Looks like Blue Water Autonomy is doubling down. This morning, the Boston-based autonomous shipbuilding company told Tectonic in an exclusive release that they’re opening a DC office and hiring three new engineers to amp up their development and testing process with the Navy.
This comes just two months after the company emerged from stealth with $14M in funding led by Eclipse, Riot, and Impatient Ventures. BWA CSO and cofounder Austin Gray told Tectonic that the new Navy Yard office will allow them to test their vessel on the water and integrate feedback from military users way, way faster.
“The ability to come and touch something, and feel something, and see something, and use it, will generate trust for [Navy leaders] as users,” Gray said.
Gray said they plan to have their 100-150ft autonomous vessel completed by next year.
One track mind: BWA was formed around a novel idea: They would focus solely on building a large autonomous ship that can carry heavier payloads, like missiles or even fleets of drones, rather than starting small and building a whole range of models.

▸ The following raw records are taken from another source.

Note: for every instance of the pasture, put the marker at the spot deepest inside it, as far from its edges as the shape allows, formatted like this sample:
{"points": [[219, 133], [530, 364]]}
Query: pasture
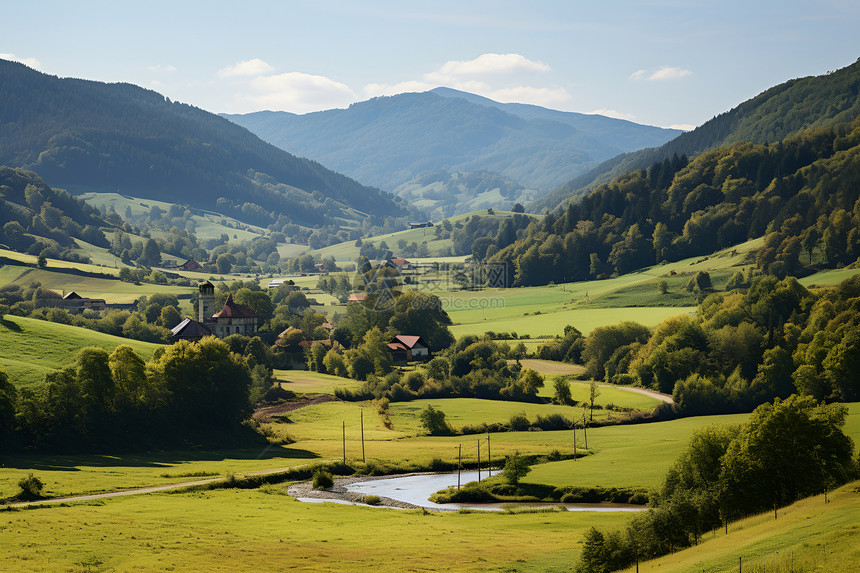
{"points": [[808, 535], [32, 348], [227, 530]]}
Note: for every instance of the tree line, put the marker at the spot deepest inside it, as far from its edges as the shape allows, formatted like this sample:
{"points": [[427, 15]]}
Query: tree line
{"points": [[188, 392], [743, 347], [788, 450], [800, 193]]}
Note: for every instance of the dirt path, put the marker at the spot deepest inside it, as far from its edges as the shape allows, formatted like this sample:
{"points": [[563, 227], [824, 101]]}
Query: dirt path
{"points": [[269, 411], [656, 395], [143, 490]]}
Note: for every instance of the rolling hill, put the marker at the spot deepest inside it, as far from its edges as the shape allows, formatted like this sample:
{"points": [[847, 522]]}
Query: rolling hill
{"points": [[391, 142], [92, 136], [774, 115]]}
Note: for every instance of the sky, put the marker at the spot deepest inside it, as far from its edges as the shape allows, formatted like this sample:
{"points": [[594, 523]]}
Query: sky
{"points": [[670, 63]]}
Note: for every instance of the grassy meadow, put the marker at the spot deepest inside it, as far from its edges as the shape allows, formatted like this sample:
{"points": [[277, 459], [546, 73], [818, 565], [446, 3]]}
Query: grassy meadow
{"points": [[809, 535], [32, 348], [208, 225], [228, 530]]}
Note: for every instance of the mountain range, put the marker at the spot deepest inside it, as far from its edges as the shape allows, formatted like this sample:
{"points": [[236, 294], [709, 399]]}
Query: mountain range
{"points": [[440, 149], [92, 136], [775, 114]]}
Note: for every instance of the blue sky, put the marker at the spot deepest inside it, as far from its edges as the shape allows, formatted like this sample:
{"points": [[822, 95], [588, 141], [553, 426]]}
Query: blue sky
{"points": [[667, 63]]}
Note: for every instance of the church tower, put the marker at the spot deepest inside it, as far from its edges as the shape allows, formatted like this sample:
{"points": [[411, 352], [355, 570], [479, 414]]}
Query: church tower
{"points": [[206, 302]]}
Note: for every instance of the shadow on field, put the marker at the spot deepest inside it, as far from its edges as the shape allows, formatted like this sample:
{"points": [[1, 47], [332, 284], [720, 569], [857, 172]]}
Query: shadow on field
{"points": [[9, 325], [152, 459]]}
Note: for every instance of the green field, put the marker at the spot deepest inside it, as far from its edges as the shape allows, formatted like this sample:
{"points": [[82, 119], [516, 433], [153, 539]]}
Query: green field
{"points": [[32, 348], [806, 536], [209, 225], [234, 530], [348, 252]]}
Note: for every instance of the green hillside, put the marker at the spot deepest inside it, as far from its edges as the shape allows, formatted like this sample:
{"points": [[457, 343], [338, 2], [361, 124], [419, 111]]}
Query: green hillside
{"points": [[32, 348], [801, 192], [91, 136], [389, 141], [773, 115]]}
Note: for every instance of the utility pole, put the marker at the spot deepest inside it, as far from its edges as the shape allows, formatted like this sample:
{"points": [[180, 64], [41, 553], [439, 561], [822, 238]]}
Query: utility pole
{"points": [[585, 430], [459, 462], [479, 460], [489, 457], [362, 436]]}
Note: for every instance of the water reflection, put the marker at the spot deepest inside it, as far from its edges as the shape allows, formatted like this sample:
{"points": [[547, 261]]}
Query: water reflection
{"points": [[417, 489]]}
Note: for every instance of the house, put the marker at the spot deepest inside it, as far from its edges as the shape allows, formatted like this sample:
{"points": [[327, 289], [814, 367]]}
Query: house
{"points": [[278, 283], [73, 302], [190, 329], [405, 348], [233, 318], [399, 353], [189, 265], [398, 263], [337, 346]]}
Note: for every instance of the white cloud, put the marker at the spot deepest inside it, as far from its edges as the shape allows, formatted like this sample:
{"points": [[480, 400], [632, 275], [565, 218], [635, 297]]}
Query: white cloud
{"points": [[299, 93], [664, 73], [526, 94], [613, 113], [492, 64], [253, 67], [31, 62]]}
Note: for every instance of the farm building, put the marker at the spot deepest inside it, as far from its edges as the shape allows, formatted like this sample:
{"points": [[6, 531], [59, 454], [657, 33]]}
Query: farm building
{"points": [[73, 302], [190, 329], [405, 348], [233, 318]]}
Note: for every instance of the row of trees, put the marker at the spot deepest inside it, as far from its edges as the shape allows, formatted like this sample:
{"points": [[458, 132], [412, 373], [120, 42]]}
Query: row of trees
{"points": [[787, 450], [801, 192], [185, 392], [472, 368], [742, 348]]}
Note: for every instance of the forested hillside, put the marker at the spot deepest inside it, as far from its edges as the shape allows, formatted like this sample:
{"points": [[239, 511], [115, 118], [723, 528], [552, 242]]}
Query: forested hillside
{"points": [[92, 136], [390, 141], [773, 115], [802, 193], [42, 221]]}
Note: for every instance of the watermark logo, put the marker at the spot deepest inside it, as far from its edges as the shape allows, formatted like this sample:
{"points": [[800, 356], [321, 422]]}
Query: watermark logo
{"points": [[380, 286]]}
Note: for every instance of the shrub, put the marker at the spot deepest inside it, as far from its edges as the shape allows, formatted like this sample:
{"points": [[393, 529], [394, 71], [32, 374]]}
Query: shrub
{"points": [[434, 422], [519, 422], [323, 479], [31, 488]]}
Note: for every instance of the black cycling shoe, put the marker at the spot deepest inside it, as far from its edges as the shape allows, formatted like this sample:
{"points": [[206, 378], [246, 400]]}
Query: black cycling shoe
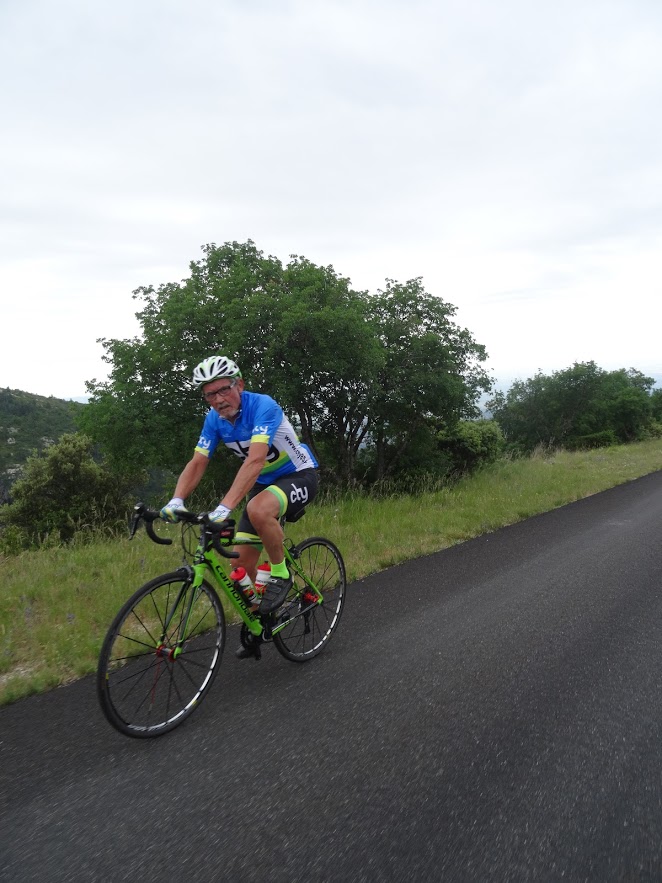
{"points": [[275, 592]]}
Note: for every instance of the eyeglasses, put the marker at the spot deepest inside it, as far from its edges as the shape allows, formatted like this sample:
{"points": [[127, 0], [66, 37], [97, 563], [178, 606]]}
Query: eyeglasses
{"points": [[220, 391]]}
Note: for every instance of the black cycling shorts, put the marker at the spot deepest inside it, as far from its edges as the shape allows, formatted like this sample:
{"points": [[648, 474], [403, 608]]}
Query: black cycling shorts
{"points": [[293, 492]]}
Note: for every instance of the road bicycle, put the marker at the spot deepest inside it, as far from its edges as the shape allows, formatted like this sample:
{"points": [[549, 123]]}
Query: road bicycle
{"points": [[164, 647]]}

The ship they’re building:
- Will function on BWA’s bespoke full-stack autonomy suite, currently being tested on a 100-foot vessel in the water.
- Is being designed to travel thousands of miles at a time, which is critical for theaters like the Indo-Pacific.
- Is being designed in close coordination with military leaders, including reps from INDOPACOM, EUCOM, and Army Futures Command.
When asked how the company planned to test and build an autonomous ship for less than $14M, Gray said that they’re being “very frugal, very scrappy,” and that they don’t plan to go out for another round quite yet.
Bigger and better: The DoD has indicated it wants bigger and badder USVs. The Big Beautiful Bill, enacted by Congress a few weeks back (how time flies) allocated a whole $2.1B to medium and large USVs, and $1.5B to smaller unmanned vessels.
USV heavy hitters, including Saronic and Havoc AI, have also shifted their focus towards this larger class of vessel. Saronic says it’s building a 150-foot ship called Marauder, while Havoc is working on its own 100-foot vessel, which it says will be in the water by the end of the year.
Eye on the prize: As this push for bigger unmanned ships ramps up, Gray said it was critical to be building and testing alongside Navy end users in DC. Plus, it doesn’t hurt that one of their new principal engineers in Washington—Ryan Maatta—is pretty experienced in building big ol’ unmanned ships for the DoD.
Maatta is coming over from Serco, where he was a technical lead on the USX-1 Defiant—the vessel built for DARPA’s No Manning Required Ship (NOMARS) Program.